We humans seem to have a neurotic tendency to view our world from the paradigm of scarcity. We tend to focus on what we don't have, what we haven't achieved. Perhaps the millions of years of Darwinian struggle that resulted in the human domination of the planet has resulted in a super species that just doesn't know when enough is enough.

I have found it useful to practice stillness whenever I can. Being naturally expressive and hyperactive, I found this tremendously difficult at first. Recently, however, I have been practicing Buddhist Meditation and Hatha Yoga which have helped my mind to settle and be still more often. One of the greatest benefits of these meditative practices has been an increased awareness of my thoughts and for the motivations behind my actions.

Recently I had an epiphany where I realized that I already have everything that I will ever need. We are all perfect and complete and could never be anything but. This realization has caused me to shift from the paradigm of scarcity to one of abundance.

In life there is nothing to achieve that we have not already achieved.

Rather than doing more, achieving more, consuming more, we need to do less and enjoy more, love more, laugh more.

In this way, the true measure of success is the ability to quietly sit in a room (or on a beach or on a mountain) without having to busy ourselves with all that useless frenetic activity, confident in the quiet knowledge that we have everything that we could ever need and If we are missing anything, it will come soon enough as long as we don't chase it away by running after it. Of course, we won't be sitting in our rooms all the time or even most of the time. It is natural for us to be active but we need to have those moments of stillness to guide those moments of action. The proof of this is the absurd, headlong rush towards environmental and social collapse that humanity seems reluctant to disengage from. How could such an intelligent species such as our own engage in such futile and destructive pursuits?

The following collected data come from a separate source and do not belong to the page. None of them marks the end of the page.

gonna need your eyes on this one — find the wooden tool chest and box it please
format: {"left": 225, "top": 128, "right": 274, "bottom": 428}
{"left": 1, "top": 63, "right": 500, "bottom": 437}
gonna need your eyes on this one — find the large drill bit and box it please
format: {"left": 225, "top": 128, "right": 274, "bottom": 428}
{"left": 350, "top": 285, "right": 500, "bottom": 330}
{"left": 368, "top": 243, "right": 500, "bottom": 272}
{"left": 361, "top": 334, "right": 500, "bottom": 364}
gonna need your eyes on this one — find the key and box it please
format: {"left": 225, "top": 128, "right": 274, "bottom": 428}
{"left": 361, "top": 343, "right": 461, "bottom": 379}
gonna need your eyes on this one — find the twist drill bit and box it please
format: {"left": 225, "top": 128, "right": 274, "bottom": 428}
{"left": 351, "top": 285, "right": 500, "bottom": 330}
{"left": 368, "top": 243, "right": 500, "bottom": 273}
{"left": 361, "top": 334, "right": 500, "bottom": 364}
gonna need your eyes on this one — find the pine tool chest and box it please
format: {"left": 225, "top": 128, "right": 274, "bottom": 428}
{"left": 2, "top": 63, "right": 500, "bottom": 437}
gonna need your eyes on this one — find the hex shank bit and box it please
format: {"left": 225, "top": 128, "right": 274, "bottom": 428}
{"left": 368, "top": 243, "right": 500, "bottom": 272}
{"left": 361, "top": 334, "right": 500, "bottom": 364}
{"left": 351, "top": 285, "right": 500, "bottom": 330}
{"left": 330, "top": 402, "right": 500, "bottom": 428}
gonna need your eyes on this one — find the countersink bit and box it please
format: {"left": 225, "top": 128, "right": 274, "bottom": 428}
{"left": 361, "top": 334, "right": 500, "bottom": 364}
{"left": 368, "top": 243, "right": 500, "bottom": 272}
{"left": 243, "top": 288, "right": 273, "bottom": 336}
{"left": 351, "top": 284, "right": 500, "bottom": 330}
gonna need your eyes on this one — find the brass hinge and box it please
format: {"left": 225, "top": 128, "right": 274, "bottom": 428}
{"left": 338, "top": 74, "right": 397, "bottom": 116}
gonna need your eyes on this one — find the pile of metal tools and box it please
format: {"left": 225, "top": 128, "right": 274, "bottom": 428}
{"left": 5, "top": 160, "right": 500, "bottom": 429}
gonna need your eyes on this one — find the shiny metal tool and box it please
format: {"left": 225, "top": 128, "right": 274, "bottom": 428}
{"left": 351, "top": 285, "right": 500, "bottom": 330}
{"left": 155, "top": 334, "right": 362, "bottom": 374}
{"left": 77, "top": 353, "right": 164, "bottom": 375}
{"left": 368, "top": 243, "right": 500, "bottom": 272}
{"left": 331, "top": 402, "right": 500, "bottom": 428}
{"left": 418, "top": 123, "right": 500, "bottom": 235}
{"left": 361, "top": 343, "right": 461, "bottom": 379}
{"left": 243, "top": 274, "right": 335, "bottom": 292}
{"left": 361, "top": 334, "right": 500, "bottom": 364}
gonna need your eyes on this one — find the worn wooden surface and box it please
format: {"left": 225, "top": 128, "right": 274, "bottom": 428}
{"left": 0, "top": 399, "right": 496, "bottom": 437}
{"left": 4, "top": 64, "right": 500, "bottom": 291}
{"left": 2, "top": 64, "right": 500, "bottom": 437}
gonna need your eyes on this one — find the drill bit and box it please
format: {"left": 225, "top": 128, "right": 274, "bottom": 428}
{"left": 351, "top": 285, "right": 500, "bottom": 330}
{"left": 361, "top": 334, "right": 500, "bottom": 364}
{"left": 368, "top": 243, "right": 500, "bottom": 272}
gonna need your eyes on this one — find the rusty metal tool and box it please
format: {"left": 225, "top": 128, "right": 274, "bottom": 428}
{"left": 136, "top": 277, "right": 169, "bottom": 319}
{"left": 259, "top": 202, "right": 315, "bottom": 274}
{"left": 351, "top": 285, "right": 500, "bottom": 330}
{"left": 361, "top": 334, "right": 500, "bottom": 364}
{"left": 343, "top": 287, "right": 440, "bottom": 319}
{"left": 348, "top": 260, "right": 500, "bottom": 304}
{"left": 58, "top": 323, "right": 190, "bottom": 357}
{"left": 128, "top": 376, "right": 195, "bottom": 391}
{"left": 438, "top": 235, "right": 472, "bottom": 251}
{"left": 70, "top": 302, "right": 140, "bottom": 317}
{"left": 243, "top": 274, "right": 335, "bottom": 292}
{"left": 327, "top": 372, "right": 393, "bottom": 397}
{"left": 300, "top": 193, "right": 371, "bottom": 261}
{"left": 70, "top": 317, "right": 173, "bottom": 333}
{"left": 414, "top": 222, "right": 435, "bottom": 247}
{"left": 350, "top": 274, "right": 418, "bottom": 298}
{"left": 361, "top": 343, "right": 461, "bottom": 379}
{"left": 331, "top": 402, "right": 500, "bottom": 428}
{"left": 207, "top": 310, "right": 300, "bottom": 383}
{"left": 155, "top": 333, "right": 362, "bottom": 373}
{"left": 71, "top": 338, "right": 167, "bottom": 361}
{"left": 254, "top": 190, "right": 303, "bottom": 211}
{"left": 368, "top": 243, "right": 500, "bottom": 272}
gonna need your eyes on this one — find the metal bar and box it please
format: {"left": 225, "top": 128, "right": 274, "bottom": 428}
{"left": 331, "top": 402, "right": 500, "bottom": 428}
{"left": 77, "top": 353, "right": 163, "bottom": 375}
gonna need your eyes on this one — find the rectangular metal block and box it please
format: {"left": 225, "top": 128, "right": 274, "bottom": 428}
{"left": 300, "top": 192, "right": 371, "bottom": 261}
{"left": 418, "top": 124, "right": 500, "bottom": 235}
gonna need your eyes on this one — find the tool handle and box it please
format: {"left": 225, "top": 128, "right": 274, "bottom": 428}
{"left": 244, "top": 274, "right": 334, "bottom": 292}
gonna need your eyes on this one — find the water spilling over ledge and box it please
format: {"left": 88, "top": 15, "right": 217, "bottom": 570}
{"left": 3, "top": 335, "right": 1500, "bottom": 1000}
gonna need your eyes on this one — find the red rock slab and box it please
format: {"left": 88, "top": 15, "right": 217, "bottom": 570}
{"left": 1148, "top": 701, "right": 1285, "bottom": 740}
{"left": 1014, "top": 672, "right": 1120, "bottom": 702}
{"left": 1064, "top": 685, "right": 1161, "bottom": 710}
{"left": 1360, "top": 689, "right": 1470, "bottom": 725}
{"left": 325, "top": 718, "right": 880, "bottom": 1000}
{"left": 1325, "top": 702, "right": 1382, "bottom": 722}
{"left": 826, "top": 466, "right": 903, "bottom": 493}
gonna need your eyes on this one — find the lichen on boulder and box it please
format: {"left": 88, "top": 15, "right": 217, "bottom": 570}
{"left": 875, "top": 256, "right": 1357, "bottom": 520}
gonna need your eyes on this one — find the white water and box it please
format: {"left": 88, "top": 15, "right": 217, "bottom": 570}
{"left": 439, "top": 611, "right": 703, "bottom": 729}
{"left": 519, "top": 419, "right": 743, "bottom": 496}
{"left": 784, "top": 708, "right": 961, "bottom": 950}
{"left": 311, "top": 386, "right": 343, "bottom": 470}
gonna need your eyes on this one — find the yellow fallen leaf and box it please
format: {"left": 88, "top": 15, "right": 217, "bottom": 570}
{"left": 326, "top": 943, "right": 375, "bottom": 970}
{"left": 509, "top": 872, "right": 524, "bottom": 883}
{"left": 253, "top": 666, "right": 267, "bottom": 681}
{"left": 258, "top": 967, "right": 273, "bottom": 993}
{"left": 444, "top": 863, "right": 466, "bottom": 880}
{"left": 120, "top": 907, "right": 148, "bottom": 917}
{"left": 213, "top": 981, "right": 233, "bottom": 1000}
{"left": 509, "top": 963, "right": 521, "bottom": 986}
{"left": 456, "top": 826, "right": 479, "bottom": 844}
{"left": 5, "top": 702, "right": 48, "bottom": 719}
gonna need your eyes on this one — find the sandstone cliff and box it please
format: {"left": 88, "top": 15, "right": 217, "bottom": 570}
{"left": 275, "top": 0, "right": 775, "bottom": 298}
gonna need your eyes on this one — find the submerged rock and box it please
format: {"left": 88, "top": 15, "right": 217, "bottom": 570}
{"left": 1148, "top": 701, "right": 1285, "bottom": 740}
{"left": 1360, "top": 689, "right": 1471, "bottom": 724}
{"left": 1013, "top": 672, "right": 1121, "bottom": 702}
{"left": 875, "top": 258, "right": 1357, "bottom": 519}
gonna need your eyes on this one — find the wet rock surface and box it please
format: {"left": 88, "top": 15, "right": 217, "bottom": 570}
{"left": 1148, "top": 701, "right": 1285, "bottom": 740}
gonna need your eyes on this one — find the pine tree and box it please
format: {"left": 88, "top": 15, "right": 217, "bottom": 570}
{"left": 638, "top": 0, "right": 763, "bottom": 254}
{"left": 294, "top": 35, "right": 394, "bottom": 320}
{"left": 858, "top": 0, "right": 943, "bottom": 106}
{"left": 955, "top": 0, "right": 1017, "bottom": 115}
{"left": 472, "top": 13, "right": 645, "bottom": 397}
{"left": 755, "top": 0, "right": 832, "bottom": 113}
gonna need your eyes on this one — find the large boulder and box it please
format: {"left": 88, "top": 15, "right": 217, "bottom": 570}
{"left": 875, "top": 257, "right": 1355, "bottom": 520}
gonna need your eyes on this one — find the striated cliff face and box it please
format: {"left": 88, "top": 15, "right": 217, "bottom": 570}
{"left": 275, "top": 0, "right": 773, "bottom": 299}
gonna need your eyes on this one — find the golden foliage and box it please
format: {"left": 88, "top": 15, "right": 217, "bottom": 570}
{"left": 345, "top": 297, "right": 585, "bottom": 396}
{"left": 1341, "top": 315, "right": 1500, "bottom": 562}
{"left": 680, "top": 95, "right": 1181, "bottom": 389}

We seem to have this strange notion that what we need is simply better technology, then we could solve the environmental and social disasters that are looming on the horizon. What bullshit! We already have a solution at our finger tips: stop trying so hard to fill a hole that's not there! We don't really need anymore gadgets or technologies or "time saving devices" What the hell are we saving all that time for!? How can you "save" time anyway? We gotta think about these things people. We all gotta slow the shit down man. It's not doing anybody any good the way it is now. The beauty is that it's so easy to do. We don't have to overthrow the government or force others to adopt our view point. all we need to do is walk away from the machines and sit down. Hey, tune in, turn on, and drop out is absolutely right on. Fuckin' A, man - the Silent Revolution is upon us - and, although it certainly won't be televised, it just might be blogged.

Peace


"Behold the birds of the air: for they sow not neither do they reap, nor gather food into barns, and yet your heavenly Father feeds them. Are you not much better than they?"
- Jesus (Matt 6:26)



In the pursuit of learning, everyday something is acquired.
In the pursuit of Tao, everyday something is dropped.

Less and less is done
Until non-action is achieved.
When nothing is done, nothing is left undone.

The world is ruled by letting things take their course.